Africa wasn’t included because back then they thought of Africa as just a bunch of uncivilized savages. “East” and “west” were for people who actually had a culture. According to Europeans at the time, Africans were just a bunch of animals. They didn’t have a culture that was worth mentioning.

The Americas and Australia are “western” cultures because they are descended from European cultures. It’s kind of odd when someone from China talks about the “western” country of Australia, but that’s what you get.

It’s a cultural thing, and thus it is therefore not surprising that westerners consider western culture to be superior to all other cultures. The idea that we are all just people, however accurate it may be, hasn’t been all that popular throughout history. Most cultures have embraced the “us” vs. “them” model instead. The OP being in Toronto, is smack dab in the middle of a “western” cultured country, and therefore was culturally taught about the superiority of western culture, and was probably taught history almost exclusively from a western point of view.

It shouldn’t be any great surprise that people brought up in someplace like say Japan don’t quite have the same world viewpoint.

In more recent years, “east” vs. “west” has been used to describe communist vs. democratic countries. China is “east” because you are either going by the old rules and they are one of them funky oriental peoples, or China is “east” because you are following the newer definitions and it’s one of them evil commie countries.

Personally, I’m with you. We’re all just people.

There’s an easy explanation of why the division of the world into the West and the East has nothing to do with the Prime Meridian. The Prime Meridian didn’t exist until long after the division became fairly standard. The division only originally made sense for a Western European before the time of Columbus. Europe was the easternmost land that they knew of (except for Africa, which we’ll get to in a moment), while Asia was everything to the west.
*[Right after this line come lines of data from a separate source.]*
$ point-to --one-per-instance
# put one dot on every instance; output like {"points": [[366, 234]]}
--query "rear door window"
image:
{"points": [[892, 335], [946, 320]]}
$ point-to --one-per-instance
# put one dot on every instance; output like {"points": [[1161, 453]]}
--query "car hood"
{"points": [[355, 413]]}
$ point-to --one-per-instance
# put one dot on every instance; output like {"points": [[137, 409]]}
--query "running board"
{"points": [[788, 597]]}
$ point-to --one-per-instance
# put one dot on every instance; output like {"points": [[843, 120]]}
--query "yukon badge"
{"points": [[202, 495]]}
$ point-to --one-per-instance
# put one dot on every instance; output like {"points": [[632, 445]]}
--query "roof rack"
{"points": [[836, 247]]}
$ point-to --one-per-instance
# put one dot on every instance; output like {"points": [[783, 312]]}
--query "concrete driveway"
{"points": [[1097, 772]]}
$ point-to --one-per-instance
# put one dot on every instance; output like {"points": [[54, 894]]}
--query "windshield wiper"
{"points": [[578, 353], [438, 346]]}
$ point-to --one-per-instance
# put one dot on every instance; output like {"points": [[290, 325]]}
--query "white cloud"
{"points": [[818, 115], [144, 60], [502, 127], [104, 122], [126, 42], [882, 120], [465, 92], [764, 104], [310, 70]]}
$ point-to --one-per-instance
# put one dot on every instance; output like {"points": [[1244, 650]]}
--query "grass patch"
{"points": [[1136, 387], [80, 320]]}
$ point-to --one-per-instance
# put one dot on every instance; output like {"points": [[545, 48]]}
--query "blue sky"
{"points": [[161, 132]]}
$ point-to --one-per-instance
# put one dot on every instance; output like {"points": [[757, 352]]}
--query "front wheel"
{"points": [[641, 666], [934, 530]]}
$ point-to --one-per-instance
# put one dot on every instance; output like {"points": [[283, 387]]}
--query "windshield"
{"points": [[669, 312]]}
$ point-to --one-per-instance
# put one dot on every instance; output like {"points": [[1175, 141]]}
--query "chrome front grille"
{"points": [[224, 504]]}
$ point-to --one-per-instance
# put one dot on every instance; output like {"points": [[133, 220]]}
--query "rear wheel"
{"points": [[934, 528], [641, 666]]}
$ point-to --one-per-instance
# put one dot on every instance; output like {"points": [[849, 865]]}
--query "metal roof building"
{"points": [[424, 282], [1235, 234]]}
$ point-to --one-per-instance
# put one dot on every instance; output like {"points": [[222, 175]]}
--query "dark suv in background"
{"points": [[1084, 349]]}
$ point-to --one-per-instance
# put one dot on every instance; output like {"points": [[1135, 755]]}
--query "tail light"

Asia was the Orient (the land of the rising sun), while Europe was the Occident (the land of the setting sun). Asia was full of people who didn’t speak anything like the languages of Europe, while most of the languages of Europe were related. Once America was found, the Western Europeans had to think of there being something even further to the west than Europe. Rather quickly (from a historical perspective) the Western Europeans filled up the Americas, Australia, New Zealand, and a few of the Pacific islands with immigrants. It thus became possible to think of all of Europe, North America, South America, and some of the Pacific islands as being the West.

Of course, Africa didn’t really fit into this scheme. It was mostly just as far west as Europe, but it wasn’t Europe. The people there didn’t speak European languages. It clearly wasn’t like Europe at all, so the Western Europeans didn’t think of it as being part of the West. Eventually this resulted in the division used today. The Western world (or sometimes “Western civilization”) is Europe and all those places where the inhabitants are mostly descended from Europeans. So the Western world is Europe, the Americas, Australia, New Zealand, and a few Pacific islands. Everything else is the Nonwestern world.